MYSQL_QUERY("DELETE FROM $mysql_table WHERE $id_type=$id") or die (mysql_error());
showSuccess('News Removed',$_SERVER['PHP_SELF']);


And check that. If that works, there are a few other recommendations that you may or may not wish to take.

works very well now, sir. Thanks.

You're quite welcome. Glad to be of service.

Now, at this point, most people would say "good enuff, it works." I am not most people.
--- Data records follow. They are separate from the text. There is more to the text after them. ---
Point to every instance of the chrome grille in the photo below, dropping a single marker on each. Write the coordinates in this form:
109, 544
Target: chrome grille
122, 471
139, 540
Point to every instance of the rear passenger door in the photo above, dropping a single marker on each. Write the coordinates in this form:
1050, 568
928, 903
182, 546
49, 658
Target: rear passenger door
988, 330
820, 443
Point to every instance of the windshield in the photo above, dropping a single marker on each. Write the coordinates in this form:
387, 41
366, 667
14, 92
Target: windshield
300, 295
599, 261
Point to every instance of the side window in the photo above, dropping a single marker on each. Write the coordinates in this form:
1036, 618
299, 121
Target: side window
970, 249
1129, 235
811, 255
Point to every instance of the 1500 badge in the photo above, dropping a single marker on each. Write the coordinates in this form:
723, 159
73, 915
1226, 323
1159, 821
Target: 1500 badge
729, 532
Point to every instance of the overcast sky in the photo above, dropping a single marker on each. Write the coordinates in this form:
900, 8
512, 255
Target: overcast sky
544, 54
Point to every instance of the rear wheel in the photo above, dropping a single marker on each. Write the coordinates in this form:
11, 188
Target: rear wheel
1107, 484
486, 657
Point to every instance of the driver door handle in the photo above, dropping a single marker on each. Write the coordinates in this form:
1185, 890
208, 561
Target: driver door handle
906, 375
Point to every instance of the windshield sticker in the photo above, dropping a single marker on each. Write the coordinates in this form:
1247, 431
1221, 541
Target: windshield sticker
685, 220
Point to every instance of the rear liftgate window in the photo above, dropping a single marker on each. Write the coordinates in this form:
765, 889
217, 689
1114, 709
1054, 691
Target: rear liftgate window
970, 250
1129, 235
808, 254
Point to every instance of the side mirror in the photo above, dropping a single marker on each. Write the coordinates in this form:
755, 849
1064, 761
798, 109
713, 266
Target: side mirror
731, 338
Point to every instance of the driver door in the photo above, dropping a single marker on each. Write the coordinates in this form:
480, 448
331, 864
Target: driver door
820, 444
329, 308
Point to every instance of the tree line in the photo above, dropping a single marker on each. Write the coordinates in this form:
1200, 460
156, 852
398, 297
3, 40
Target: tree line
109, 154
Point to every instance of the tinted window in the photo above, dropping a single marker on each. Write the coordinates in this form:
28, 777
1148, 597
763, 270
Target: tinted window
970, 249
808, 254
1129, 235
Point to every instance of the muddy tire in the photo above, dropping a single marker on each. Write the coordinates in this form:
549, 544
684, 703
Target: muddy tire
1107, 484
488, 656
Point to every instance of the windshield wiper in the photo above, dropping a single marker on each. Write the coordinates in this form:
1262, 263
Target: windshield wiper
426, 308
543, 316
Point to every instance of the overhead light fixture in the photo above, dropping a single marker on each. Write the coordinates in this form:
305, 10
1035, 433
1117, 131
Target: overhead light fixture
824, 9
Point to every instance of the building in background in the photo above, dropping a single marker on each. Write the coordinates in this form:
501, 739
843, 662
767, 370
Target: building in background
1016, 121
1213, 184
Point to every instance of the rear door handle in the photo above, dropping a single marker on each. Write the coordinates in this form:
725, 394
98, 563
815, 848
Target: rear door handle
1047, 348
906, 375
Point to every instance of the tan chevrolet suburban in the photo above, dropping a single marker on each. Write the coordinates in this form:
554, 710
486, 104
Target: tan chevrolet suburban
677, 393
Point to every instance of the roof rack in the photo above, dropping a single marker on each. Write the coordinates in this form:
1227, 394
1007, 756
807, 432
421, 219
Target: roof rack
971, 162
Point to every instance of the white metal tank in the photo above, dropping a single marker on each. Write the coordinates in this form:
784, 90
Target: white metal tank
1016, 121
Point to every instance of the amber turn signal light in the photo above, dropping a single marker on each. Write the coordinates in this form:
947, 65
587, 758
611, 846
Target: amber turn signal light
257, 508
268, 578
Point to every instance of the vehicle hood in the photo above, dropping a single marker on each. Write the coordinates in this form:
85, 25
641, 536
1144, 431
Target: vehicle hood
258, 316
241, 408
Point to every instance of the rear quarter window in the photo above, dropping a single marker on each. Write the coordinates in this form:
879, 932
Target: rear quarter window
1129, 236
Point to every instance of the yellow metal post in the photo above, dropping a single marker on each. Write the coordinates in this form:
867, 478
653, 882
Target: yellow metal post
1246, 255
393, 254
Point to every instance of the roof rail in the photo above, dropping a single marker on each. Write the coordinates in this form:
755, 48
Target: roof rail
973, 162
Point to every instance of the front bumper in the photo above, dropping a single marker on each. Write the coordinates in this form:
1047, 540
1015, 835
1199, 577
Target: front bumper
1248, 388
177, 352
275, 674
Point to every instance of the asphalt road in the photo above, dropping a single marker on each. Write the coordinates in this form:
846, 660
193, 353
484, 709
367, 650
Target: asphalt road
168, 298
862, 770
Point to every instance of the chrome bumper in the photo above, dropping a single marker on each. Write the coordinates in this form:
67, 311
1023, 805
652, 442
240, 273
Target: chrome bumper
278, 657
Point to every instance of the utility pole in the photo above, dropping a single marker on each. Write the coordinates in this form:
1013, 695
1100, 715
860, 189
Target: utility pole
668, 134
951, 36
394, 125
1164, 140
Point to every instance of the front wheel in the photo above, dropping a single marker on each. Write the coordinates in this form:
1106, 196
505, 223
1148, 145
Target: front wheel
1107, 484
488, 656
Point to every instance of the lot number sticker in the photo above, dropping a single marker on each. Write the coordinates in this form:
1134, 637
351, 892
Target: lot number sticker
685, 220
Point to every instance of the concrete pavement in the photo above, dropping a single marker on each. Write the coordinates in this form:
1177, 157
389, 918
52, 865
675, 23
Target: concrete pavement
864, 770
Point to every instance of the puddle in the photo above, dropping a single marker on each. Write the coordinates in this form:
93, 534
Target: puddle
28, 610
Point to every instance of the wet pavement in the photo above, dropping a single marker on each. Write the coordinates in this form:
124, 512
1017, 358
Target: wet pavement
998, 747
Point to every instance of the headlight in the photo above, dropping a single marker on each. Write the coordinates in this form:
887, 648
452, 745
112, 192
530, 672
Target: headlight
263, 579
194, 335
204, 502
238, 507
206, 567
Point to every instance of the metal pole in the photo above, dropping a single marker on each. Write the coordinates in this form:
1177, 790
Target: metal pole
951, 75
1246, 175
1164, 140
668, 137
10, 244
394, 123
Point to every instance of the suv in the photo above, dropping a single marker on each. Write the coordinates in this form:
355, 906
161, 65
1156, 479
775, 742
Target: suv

This next code is completely optional, and an excersice in cleanup & maintainability.

I would change:

} if ($_REQUEST['m'] == "3") {
getHeader();
$result = MYSQL_QUERY("SELECT * FROM $mysql_table WHERE $id_type=$id") or die (mysql_error());
while ($mysql=mysql_fetch_array($result)) {
$mysql_values = "null&" . $mysql[news_topic] . "&" . $mysql[news_author] . "&" . $mysql[news_message];;
createJSValid($checkfields,$errors);
createForm($titles,$fields,$type,$size,$maxlength,'4',$id_type,$id,$mysql_values);
}
getFooter();


To:

} if ($_REQUEST['m'] == "3") {
getHeader();
$result = MYSQL_QUERY("SELECT * FROM $mysql_table WHERE $id_type=$id") or die (mysql_error());
while ($mysql=mysql_fetch_array($result)) {
//$mysql_values = "null&" . $mysql[news_topic] . "&" . $mysql[news_author] . "&" . $mysql[news_message];;
$mysql_values = "null&" . $mysql['news_topic'] . "&" . $mysql['news_author'] . "&" . $mysql['news_message']; //note the quotes around the field names and we eliminate one of the redundant semicolons.
createJSValid($checkfields,$errors);
createForm($titles,$fields,$type,$size,$maxlength,'4',$id_type,$id,$mysql_values);
}
getFooter();


Also, one of the reasons it may have worked on another system is due to that system having REGISTER_GLOBALS on, which is bad. That is only an assumption, though.